On 03/12/2019 16:15, Mark Shannon wrote:
Hi Everyone,
I am proposing a new PEP, still in draft form, to impose a limit of one
million on various aspects of Python programs, such as the lines of code
per module.
Any thoughts or feedback?
The PEP:
https://github.com/markshannon/peps/blob/one-million/pep-1000000.rst
Cheers,
Mark.
Full text
*********
PEP: 1000000
Title: The one million limit
Author: Mark Shannon <m...@hotpy.org>
Status: Active
Type: Enhancement
Content-Type: text/x-rst
Created: 03-Dec-2019
Post-History:
Abstract
========
This PR proposes a limit of one million (1 000 000) for various aspects
of Python code and its implementation.
The Python language does not specify limits for many of its features.
Not having any limit to these values seems to enhance programmer freedom,
at least superficially, but in practice the CPython VM and other Python
virtual
machines have implicit limits or are forced to assume that the limits are
astronomical, which is expensive.
This PR lists a number of features which are to have a limit of one
million.
If a language feature is not listed but appears unlimited and must be
finite,
for physical reasons if no other, then a limit of one million should be
assumed.
Motivation
==========
There are many values that need to be represented in a virtual machine.
If no limit is specified for these values, then the representation must
either be inefficient or vulnerable to overflow.
The CPython virtual machine represents values like line numbers,
stack offsets and instruction offsets by 32 bit values.
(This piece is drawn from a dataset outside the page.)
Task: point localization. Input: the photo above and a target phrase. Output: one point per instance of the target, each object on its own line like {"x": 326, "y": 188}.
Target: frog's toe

This is
inefficient, and potentially unsafe.
It is inefficient as actual values rarely need more than a dozen or so
bits to represent them.
It is unsafe as malicious or poorly generated code could cause values to
exceed 2\ :sup:`32`.
For example, line numbers are represented by 32 bit values internally.
This is inefficient, given that modules almost never exceed a few
thousand lines.
Despite being inefficent, is is still vulnerable to overflow as
it is easy for an attacker to created a module with billions of newline
characters.
Memory access is usually a limiting factor in the performance of modern
CPUs.
Better packing of data structures enhances locality and reduces memory
bandwith,
at a modest increase in ALU usage (for shifting and masking).
Being able to safely store important values in 20 bits would allow
memory savings
in several data structures including, but not limited to:
* Frame objects
* Object headers
* Code objects
There is also the potential for a more efficient instruction format,
speeding up interpreter dispatch.
Rationale
=========
Imposing a limit on values such as lines of code in a module, and the
number of local variables,
has significant advantages for ease of implementation and efficiency of
virtual machines.
If the limit is sufficiently large, there is no adverse effect on users
of the language.
By selecting a fixed but large limit for these values,
it is possible to have both safety and efficiency whilst causing no
inconvience to human programmers
and only very rare problems for code generators.
One million
-----------
The Java Virtual Machine (JVM) [1]_ specifies a limit of 2\ :sup:`16`-1
(65535) for many program
elements similar to those covered here.
This limit enables limited values to fit in 16 bits, which is a very
efficient machine representation.
However, this limit is quite easily exceeded in practice by code
generators and
the author is aware of existing Python code that already exceeds 2\
:sup:`16` lines of code.
A limit of one million fits into 20 bits which, although not as
convenient for machine representation,
is still reasonably compact. Three signed valuses in the range -1000_000
to +1000_000 can fit into a 64 bit word.
A limit of one million is small enough for efficiency advantages (only
20 bits),
but large enough not to impact users (no one has ever written a module
of one million lines).
OK, let me stop you here. If you have twenty bits of information,
you'll be fitting them into a 32-bit word anyway. Anything else will be
more or less inefficient to access, depending on your processor. You
aren't going to save anything there.
If you have plans to use the spare bits for something else, please
don't. I've seen this done in two major architectures (status flags for
both the IBM System/370 and ARM 2 and 3 architectures lived in the top
bits of the program counter), and it was acknowledged to be a major
mistake both times. Aside from limiting your expansion (Who would ever
want more than 24 bits of address space? Everyone, it turns out :-),
every access you make to that word is going to need to mask out some
bits of the word. You would take an efficiency hit on every access.
Isn't this "640K ought to be enough for anybody" again?
-------------------------------------------------------
The infamous 640K memory limit was a limit on machine usable resources.
The proposed one million limit is a limit on human generated code.
While it is possible that generated code could exceed the limit,
it is easy for a code generator to modify its output to conform.
The author has hit the 64K limit in the JVM on at least two occasions
when generating Java code.
The workarounds were relatively straightforward and
probably wouldn't have been necessary with a limit of one million
bytecodes or lines of code.
I can absolutely guarantee that this will come back and bite you.
Someone out there will be doing something more complicated than you
think is plausible, and eventually someone will hit your limits. It may
not take as long as you think, either.